"After that it becomes international waters and they're under the, quote, 'Discipline of the United Nations,' which has a bunch of meaningless regulations that nobody enforces," Rockefeller said.
"They don't really have to worry about scrubbing up, or sexual predatory practices - you put four to six thousand people on a ship for God's sake, you have a lot of crime, a lot of sexual raping and all kinds of stuff," he said.
"It's a bad environment."
Rockefeller said cruise companies work in a "happy industry," where as long as they keep passengers happy and entertained, they can gloss over some of their safety and sanitary shortcomings.
"When everything's working fine - the sun's out and the engines are working - it's fine," he said. "But in the business of safety and consumer protection, you always have to worry about the day something goes wrong. That's what your responsibility is."
In response to the incident aboard the Triumph, Rockefeller said he penned a "not-nasty-enough letter" to Carnival Corporation chief executive Mickey Arison expressing his concerns.
He also asked Arison a series of questions regarding the ship's maintenance and matters relating to the company's passenger safety practices.
Rockefeller said he'll be interested to see the response he gets back from the company. If Arison doesn't answer the questions satisfactorily, Rockefeller said he'll likely end up under oath before his committee.

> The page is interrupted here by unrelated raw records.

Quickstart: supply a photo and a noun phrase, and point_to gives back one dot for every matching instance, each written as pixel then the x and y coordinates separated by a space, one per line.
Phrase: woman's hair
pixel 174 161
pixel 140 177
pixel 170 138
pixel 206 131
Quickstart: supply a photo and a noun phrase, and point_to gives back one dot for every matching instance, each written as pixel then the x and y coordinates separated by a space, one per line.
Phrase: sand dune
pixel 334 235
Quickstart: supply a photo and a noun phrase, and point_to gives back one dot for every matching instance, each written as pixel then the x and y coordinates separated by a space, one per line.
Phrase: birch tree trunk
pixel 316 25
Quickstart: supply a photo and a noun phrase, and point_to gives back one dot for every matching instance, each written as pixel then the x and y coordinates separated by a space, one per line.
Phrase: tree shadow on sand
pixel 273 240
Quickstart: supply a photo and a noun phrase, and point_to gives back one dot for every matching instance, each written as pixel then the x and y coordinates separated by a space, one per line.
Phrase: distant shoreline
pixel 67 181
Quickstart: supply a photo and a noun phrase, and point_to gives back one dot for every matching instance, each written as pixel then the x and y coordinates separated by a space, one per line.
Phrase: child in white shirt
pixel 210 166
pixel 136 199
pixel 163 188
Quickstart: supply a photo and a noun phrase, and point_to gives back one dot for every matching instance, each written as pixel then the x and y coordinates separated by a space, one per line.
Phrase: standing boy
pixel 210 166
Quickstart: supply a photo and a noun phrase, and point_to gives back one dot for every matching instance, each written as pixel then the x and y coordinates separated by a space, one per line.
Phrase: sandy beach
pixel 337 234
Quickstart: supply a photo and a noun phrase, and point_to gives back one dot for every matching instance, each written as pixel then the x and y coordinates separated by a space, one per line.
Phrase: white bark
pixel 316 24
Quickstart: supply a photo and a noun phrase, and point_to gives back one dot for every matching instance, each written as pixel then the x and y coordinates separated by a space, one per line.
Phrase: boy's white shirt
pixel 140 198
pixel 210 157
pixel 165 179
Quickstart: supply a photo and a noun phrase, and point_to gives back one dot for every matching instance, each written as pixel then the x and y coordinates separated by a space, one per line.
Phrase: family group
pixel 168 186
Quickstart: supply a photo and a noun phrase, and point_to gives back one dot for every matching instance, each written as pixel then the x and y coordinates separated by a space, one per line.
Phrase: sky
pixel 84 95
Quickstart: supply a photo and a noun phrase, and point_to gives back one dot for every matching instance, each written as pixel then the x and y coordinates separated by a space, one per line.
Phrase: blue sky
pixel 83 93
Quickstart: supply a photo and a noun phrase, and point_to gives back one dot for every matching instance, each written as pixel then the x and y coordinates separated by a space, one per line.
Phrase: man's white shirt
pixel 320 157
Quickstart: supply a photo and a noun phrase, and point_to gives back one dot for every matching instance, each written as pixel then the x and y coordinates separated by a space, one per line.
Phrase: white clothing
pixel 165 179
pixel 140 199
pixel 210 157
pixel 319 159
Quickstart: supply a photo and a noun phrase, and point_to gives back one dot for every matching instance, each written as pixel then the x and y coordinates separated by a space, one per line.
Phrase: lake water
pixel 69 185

"If he doesn't answer them, I'll subpoena him and make him answer them," Rockefeller said.
Carnival maintains it has comprehensive maintenance programs in place that meet or exceed all regulatory standards and requirements.
"As always, the safety of our guests and crew is our foremost priority," the company said in a press statement last week.
"We are committed to learning from any incident that may occur on one of our vessels to apply lessons learned and prevent future occurrences," the company said. "We are presently conducting a comprehensive fleet-wide review that encompasses multiple operational areas, systems and training."
The company is expected to make an announcement regarding its first steps as part of the review in the coming days.
"In the meantime, we are confident that we will continue to provide our guests with a safe, fun and memorable vacation experience and look forward to welcoming them on board," the company said.
Meanwhile, Rockefeller said Congress should act soon to close the tax loophole that allows domestic companies to keep assets offshore free of taxation.
He said the average U.S. manufacturer pays 20 percent in taxes. He would like to see the cruise companies begin paying an amount similar to that as well, not the 0.6 percent Carnival currently pays.
He said it's something leaders should have done sooner.
"Shame on us, we will do that," he said. "Then they'll have to start paying 20 percent. Then they will have earned the right for the Coast Guard to help them, or for the Navy to help them."
He hopes paying their fair share in taxes will hold the cruise industry more accountable and make up for the costs to assist damaged ships.
"Now they're getting all that for free and reimbursing nothing to anybody," Rockefeller said. "It's just an American wrong, and they don't seem to be bothered by it."